More than that, the continuous role of the church as part of this involvement to instill respect and wholesome regard for the lives and property of others is invaluable.
Studies consistently show that the three-fold cords of family, church and community involvement in the lives of all youth, particularly at-risk youth, is an invaluable asset to the safety and success of these young developing lives.
Byron R. Johnson, director and distinguished fellow at the Center for Research on Religion and Urban Civil Society at the University of Pennsylvania, concluded in a recent study that “religious institutions such as churches are well suited to produce the relational networks of social and emotional support that help prevent at risk youth from participating in negative behavioral outcomes such as crime.”
Johnson’s study focused on the particular needs of vulnerable urban black youth. But children are children, and the guidance and supervision some children need for successful development can doubtless be applied to the developmental requirements of all.
Just days ago, Boca Raton, Fla., experienced a tragedy. A young man celebrating his 16th birthday was shot dead while playing an after-midnight prank on neighbors by banging on doors and running away. Unfortunately, the last door upon which the youth knocked ended his life when the homeowner shot the boy as he ran away, according to The Palm Beach Post.
The death has brought sadness to the community, and it should. The sudden death of a teenager while celebrating a rite-of-passage birthday is a tragedy. The event has brought division to the community, an outcry and pending litigation against the homeowner involved.
But what is equally tragic in this dark drama is that no one — not the church of which this youngster was a vital part, not members of community who have rallied valiantly with the bereaved parents and against the homeowner, not the parents — have once said publicly that the silly prank was inappropriate.
At this time, Palm Beach County authorities have alleged no crime against the homeowner. While waiting, it is clear through preliminary scrutiny that the death of this child might have been avoided. It represents a three-fold experience of failure on the part of the parents, the church and the community to provide a safe refuge for a child who needed moral guidance and an understanding of what possible situations could bring danger to his life.

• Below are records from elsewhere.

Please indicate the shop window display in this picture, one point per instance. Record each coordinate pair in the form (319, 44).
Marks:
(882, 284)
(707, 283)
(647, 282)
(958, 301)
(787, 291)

But the stark reality is that though the church can provide priceless assistance to parents in childrearing, and clear-cut community standards the same, absolutely nothing can substitute for the proactive and productive role of parents in training their own children how to navigate the choppy waters of childhood, adolescence and young adulthood and how to become future assets to themselves and to the society in which they will live.
Emery Twoey, associate professor of education and psychology at Palm Beach Atlantic University, has written in his new book “Proteen: A Positive Approach to Understanding Adolescents,” that parents should “help your kids to resist peer pressure by getting involved with their friends; don’t just hope for the best. As you [parents] get more involved, you [parents] limit the opportunities your kids and their friends have for misbehavior.”
Twoey also writes, “A kid’s main agenda is to play, and teenagers are no exception. Fun is their main motivation, and what responsible behavior is to them is strikingly different than what it is for adults.”
“Good choices,” Twoey notes, “are necessary for an adolescent to successfully cultivate positive character development,” and parents are the chief purveyors of such cultivation and development.
A “Proteen” approach to parenting seems like a winning approach to parenting. The death of the Boca Raton youngster will ever linger as a regrettable, senseless tragedy.
By the way, parents: Do you know where your children are?
Terriel R. Byrd, Ph.D., is assistant professor of religion and director of urban ministries studies at Palm Beach Atlantic University in West Palm Beach, Fla.